# Melanochromis Auratus



## pat3612 (Apr 30, 2008)

Hi hope somebody can help.Hubby would like to buy some Melanochromis Auratus I know they are very aggressive to their own kind but ok with bigger fish does anyone have any experince with them should they go in a tank of their own or can they go in with my other cichlids .Thanks Pat oh my tank is 100 gals


----------



## Joea (May 25, 2004)

They're not necessarily ok with bigger fish. _M. auratus_ don't often back down to _any _fish, despite their size.

_M. auratus_ are best in very large harems of a single male and 5 or more females. It's best not to keep them with other Melanochromis species. This isn't a species I would recommend for a beginner.

What are the dimensions of the 100 gallon and what other fish will be with them?


----------



## Codemann (May 19, 2008)

I have a 125 gallon tank with 17 med. sized africans.. I have one male Melanochromis Auratus that was the first fish I put into the tank, he is the dominate male but does alright with the other fish. So far so good, mostly a male tank...


----------



## pat3612 (Apr 30, 2008)

I think I will just leave them out for now maybe later hubby can get some in a tank just for them.

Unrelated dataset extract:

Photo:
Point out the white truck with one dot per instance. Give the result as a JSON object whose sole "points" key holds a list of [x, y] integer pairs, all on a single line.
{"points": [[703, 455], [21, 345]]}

Thanks for your advice Pat. Right now I only have electric yellows 5 and one electric blue ahli male and 2 plecos thats all thats in the 100 right now. Id like to add maybe 3 peacocks for color but not sure what kind. Thanks again.


----------



## cichlidaholic (Dec 7, 2005)

If you want to keep peacocks, I would definitely say no to the auratus.

Your husband and mine must have very similar taste in fish. I fought him and his auratus for 3 years before I got rid of them! :lol:

IMO, they just aren't worth the chaos they can cause in a tank. (But I still have to distract my hubby everytime we walk by them in a LFS!)

Kim


----------



## Dewdrop (Nov 20, 2007)

It must be a male thing. My hubby picked out 3 for our 55g. tank. We had them close to a year when 2 started turning male color and one was picking on the other bad so I took the one getting picked on back to the LFS. Shortly after that the one I thought was female started turning male colored too but so far so good with these two. I really don't know if I want to keep them (well one of them) and get more females or take them back too. Like I said, they are getting along fine right now.


----------